"I am convinced we will definitely overcome this challenge and find a prosperous, safer nuclear future," Goshi Hosono told the 151-nation International Atomic Energy Association (IAEA) general conference in Vienna.
He said Japan would benefit "from the lessons learned" in the wake of the March disaster at the Fukushima Daiichi plant, the world's worst nuclear accident since Chernobyl in 1986.
Hosono said the Japanese government last week submitted to the IAEA a new report on dealing with the crisis, details of which were due to be presented later on Monday.
Six months after the massive earthquake and tsunami that caused the disaster at the four-decades-old plant, emergency crews are still struggling to stop radiation seeping out.
Hosono said the government and plant operator Tokyo Electric Power Company (TEPCO) still hoped to achieve a stable "cold shutdown" by the end of the year.
The IAEA was expected to endorse at its gathering, which runs until Friday, a safety "action plan" drawn up by agency chief Yukiya Amano, himself Japanese, in the wake of the Fukushima accident.
Critics say the 12-point plan falls well short of promises made in the immediate aftermath of the tragedy and does not oblige countries to comply.
Many of Amano's original proposals, such as mandatory "peer reviews" of reactors by foreign experts and 10 percent of the planet's plants being inspected in the next three years, were watered down.
France, for example, wanted the action plan to be tougher, and Energy Minister Eric Besson called Monday at the IAEA for peer reviews to become standard practice worldwide by mid-2012, and for their results to be published.

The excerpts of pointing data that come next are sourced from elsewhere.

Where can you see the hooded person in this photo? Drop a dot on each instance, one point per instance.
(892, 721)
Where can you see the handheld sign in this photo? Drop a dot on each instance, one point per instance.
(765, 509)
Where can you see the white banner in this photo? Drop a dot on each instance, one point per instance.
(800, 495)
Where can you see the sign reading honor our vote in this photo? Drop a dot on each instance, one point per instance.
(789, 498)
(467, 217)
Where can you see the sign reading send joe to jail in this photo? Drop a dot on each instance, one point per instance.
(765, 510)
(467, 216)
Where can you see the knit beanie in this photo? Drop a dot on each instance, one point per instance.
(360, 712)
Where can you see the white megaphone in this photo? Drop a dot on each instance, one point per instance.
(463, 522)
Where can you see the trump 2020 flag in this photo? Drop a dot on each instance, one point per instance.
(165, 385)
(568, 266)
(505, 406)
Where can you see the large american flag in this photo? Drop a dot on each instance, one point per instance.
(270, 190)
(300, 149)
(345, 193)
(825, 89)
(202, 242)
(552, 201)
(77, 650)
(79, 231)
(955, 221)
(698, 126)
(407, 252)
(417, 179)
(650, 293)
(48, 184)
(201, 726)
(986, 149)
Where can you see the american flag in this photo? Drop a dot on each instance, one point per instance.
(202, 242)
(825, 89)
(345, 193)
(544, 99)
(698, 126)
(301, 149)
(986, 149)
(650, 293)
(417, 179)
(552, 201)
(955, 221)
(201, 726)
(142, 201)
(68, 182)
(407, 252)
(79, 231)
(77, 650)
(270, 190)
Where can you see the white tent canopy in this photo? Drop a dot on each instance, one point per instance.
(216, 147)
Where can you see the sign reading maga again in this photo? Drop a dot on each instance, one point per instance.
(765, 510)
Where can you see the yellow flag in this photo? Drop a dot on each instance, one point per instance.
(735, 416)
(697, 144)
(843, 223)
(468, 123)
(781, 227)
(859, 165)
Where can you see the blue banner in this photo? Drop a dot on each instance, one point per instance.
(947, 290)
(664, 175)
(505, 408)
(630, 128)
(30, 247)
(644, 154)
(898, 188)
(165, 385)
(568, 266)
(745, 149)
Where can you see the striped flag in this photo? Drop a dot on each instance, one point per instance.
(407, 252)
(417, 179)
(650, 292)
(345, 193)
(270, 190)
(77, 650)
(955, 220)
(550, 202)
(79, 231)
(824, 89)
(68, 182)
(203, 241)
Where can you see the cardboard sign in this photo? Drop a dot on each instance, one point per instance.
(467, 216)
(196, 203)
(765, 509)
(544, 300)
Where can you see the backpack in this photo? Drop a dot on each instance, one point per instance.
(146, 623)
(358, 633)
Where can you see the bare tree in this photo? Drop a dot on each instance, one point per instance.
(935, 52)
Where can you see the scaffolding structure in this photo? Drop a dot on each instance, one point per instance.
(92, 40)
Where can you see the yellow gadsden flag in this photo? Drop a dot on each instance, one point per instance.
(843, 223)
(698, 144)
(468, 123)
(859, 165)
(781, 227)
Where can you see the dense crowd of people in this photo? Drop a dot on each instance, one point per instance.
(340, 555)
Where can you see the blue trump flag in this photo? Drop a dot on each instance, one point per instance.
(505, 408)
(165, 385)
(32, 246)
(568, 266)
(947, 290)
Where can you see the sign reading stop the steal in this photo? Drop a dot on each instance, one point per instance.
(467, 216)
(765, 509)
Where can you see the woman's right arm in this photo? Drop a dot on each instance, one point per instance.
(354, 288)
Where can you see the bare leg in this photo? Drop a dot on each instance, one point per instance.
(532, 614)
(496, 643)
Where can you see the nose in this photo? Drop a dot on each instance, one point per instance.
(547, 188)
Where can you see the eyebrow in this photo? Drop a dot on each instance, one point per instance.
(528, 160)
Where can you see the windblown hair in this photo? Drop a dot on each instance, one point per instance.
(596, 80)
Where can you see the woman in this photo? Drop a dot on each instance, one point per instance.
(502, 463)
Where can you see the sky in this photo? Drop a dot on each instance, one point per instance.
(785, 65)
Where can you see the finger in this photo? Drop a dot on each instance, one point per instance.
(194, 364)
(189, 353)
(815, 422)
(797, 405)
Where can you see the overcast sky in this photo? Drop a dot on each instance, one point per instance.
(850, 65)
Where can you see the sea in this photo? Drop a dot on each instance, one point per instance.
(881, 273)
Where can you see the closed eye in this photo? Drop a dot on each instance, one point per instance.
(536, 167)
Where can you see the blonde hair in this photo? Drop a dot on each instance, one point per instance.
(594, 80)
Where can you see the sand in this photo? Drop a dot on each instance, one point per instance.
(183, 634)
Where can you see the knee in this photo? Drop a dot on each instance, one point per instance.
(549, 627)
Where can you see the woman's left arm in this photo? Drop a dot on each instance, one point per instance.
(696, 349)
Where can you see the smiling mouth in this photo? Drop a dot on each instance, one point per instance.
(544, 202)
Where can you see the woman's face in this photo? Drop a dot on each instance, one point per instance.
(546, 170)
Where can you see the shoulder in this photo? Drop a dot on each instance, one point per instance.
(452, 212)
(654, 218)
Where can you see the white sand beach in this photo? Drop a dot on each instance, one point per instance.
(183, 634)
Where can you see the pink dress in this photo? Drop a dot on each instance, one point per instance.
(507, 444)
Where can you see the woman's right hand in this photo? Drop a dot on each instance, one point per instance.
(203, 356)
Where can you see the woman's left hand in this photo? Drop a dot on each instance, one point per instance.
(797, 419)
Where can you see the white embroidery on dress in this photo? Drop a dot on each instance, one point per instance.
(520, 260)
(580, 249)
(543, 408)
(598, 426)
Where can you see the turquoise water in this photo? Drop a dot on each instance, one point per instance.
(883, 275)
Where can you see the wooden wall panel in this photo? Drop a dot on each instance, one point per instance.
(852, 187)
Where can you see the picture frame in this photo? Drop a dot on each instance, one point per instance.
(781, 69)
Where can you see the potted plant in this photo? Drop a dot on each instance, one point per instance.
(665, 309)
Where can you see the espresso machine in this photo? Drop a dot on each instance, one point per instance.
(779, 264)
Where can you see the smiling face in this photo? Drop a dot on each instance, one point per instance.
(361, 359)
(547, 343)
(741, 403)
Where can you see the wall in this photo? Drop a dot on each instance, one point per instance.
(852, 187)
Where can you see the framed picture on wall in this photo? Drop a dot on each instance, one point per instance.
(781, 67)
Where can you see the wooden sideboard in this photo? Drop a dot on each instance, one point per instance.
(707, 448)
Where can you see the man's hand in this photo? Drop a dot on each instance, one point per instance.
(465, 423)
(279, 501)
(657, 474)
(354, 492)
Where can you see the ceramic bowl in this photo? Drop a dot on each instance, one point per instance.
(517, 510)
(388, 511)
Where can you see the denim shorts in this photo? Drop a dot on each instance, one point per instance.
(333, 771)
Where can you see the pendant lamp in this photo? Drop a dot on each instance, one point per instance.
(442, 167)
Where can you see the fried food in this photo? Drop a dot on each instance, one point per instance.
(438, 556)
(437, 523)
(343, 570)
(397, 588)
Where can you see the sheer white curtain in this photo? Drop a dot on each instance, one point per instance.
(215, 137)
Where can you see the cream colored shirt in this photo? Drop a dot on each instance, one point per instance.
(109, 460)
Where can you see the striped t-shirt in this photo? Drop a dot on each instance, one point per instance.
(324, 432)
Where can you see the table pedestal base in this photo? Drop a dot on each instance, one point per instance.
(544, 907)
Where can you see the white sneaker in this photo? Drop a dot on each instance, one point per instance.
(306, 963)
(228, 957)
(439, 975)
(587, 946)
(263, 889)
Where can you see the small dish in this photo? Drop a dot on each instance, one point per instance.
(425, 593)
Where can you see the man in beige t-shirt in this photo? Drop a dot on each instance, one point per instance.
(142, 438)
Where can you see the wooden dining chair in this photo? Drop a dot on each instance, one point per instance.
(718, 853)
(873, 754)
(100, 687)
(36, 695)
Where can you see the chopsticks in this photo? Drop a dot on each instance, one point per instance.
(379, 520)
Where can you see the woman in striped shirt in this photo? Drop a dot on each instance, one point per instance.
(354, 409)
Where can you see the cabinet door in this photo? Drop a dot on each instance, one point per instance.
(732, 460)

Last week the world's nuclear power plant exporters announced in Washington a first-ever code of conduct which they hope will raise safety standards, prevent proliferation and enhance environmental protection.
But the commitments by firms such as France's Areva, US-Japanese firm GE Hitachi Nuclear Energy and US giant Westinghouse, three years in the making, are not legally binding.
The chief executive of German industrial giant Siemens was quoted at the weekend as saying the firm was turning its back on managing and building nuclear plants. Germany itself plans to abandon nuclear power by 2022.